Given the growing variety of development actors which I expect to stay, we have to acknowledge the limits of hierachical, top-down coordination mechanisms. Instead we have to think more and more in terms of networks and markets of ODA and of the establishment of rules an procedures to be respected within those markets and networks.
Adapting the global governance architecture
The G8, OECD and DAC have a good track record as global leaders on development and the MDGs (e.g. the G8 Gleneagles Summit commitments on ODA, the G8/NEPAD-partnership, the development pillar of the Heiligendamm-Process).
In the context of the financial crisis the G20 established itself as the premier forum for financial and economic issues at leaders’ level. Although this is a major achievement, from a development policy perspective it brings, however, some challenges. For example a lack of representation of LICs and in particular of Africa and the further proliferation of global fora that bears the risk of the development agenda splitting up even further.
Obviously the G20 have to address the impact of the financial crisis on the LICs and I am looking forward to what this group can contribute to a successful replenishment e.g. of IDA. At the same time the G8 under Canadian leadership intends to help with the building up of political momentum in the run up to the MDG summit in September. I think we all have to work very hard to make sure that the G8 and G20 processes work hand-in-hand as far as development is concerned.

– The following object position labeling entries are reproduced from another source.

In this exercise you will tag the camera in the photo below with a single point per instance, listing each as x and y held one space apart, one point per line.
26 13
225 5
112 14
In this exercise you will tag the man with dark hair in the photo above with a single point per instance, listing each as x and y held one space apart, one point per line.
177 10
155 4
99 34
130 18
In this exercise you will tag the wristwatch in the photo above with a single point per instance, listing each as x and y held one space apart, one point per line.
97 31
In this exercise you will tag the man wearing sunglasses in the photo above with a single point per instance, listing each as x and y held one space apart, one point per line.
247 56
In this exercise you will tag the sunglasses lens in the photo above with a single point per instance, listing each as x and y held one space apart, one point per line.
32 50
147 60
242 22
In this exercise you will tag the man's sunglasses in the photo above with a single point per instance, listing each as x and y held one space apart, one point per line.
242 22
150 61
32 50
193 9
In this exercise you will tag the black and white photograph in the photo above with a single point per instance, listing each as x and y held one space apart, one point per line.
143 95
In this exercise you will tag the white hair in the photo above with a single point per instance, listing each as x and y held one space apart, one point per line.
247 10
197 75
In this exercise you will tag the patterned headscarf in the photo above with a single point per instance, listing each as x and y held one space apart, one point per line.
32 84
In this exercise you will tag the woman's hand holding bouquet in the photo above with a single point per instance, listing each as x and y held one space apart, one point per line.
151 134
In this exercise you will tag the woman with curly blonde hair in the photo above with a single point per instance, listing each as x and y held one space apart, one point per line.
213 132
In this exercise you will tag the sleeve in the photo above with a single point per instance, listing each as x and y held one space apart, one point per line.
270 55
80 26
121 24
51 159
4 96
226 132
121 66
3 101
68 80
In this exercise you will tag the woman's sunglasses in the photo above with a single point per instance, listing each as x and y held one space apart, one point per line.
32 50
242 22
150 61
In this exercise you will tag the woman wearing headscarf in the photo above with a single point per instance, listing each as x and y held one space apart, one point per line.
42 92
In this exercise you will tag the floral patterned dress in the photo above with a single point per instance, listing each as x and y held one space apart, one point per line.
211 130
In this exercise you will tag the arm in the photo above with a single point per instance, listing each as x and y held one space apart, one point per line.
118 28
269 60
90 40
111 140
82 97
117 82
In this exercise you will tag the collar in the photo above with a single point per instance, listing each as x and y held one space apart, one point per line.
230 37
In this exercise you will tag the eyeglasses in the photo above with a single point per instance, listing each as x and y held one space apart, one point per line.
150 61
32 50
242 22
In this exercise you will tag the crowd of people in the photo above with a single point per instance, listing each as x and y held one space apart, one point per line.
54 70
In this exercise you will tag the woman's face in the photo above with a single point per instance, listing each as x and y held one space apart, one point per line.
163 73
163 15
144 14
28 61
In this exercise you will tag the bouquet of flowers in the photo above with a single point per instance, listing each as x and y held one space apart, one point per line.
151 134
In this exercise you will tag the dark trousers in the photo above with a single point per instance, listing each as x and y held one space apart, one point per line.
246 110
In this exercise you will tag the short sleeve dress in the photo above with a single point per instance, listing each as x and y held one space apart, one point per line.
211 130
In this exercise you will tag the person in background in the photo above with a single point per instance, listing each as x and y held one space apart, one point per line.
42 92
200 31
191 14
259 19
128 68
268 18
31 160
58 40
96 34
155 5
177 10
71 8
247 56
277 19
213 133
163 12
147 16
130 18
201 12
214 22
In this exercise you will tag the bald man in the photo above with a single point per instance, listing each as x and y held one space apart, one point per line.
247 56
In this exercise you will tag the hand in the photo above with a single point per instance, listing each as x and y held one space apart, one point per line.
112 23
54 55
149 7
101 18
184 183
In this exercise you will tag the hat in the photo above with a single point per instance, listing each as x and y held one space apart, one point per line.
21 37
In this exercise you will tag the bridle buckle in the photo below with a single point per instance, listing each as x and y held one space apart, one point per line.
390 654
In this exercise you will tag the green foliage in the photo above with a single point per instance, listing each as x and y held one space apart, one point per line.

We should avoid a situation in which the G8 is focusing on the social dimension of development, sometimes wrongly perceived as charity, whilst the economic and financial concerns of the LICs are not dealt with successfully within the G20. In this respect I gratefully recognize South Korea’s strong commitment in putting global development issues on the G20 summit’s agenda for November 2010.
In conclusion: Over the coming years we should jointly strive for a global development agenda and a global governance architecture that can address the global development challenges from poverty to Global Public Goods comprehensively and that brings together traditional donors, new and re-emerging donors and LICs at eye-level.
Thank you very much for your attention.